The General Data Regulation Protection legislation is a law that will be put into action by the EU member countries by spring of 2018. This is a standardized data protection law, and at the moment this also includes the UK even though they recently voted to leave the EU in July.
The UK is expected to invoke Article 50, the law which signals a member states desire to leave the EU. The process of leaving the EU is expected to take at least two years once it starts, which means by the time the legislation is put into place, they would still be a member.
The GDPR is there to draw a line of distinction between the data controller and the data provider. The data controller is always the one with the primary responsibility in all cases. Under the GDPR, where a company stores data and uses it in the cloud, that same company will be the data controller and will be responsible for it under the GDPR.
The GDPR is also not concerned when it comes to the geographic location or nationality of the company as it states that as long as an EU member citizen is involved, then the law comes into play.
In this scenarios, it means that if there is any European’s data on the cloud then the company has to play by the GDPR. Nigel Hawthorn, chief European spokesperson for SkyHigh Networks said that the se of the GDPR meant that using cloud services out of the box was clearly out of the picture.
He said in no way were the standard terms and conditions which most cloud companies had been working with at the moment be more suitable in the case of the GDPR enforcement. He said that for most of the companies, they had to negotiate, review and reject some of their terms and conditions once the GDPR came into play.

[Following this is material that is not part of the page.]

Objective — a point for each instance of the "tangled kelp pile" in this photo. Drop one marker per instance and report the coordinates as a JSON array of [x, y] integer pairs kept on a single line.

In the analysis, Skyhigh noted that 84 percent of the cloud companies did not immediately delete data once they had terminated a contract with a client. If any of the data they did not terminate included European citizens personal information, then the firm is said to be in contradiction of GDPR. ThE analysis also showed that only 1 percent of the cloud companies provided security notifications within 24 hours. The GDPR requires the companies to provide notifications within 72 hours to the data controller.
Clearly cloud firms are going to have a tough time following the GDPR. The GDPR has fines in place for any violations of the regulation. Fines can be as high as €20 million or 4 percent of the global annual turnover of the company. However, regulators are also going to look at effort made by the companies in trying to follow the regulation, which means regulators will give lenient fines.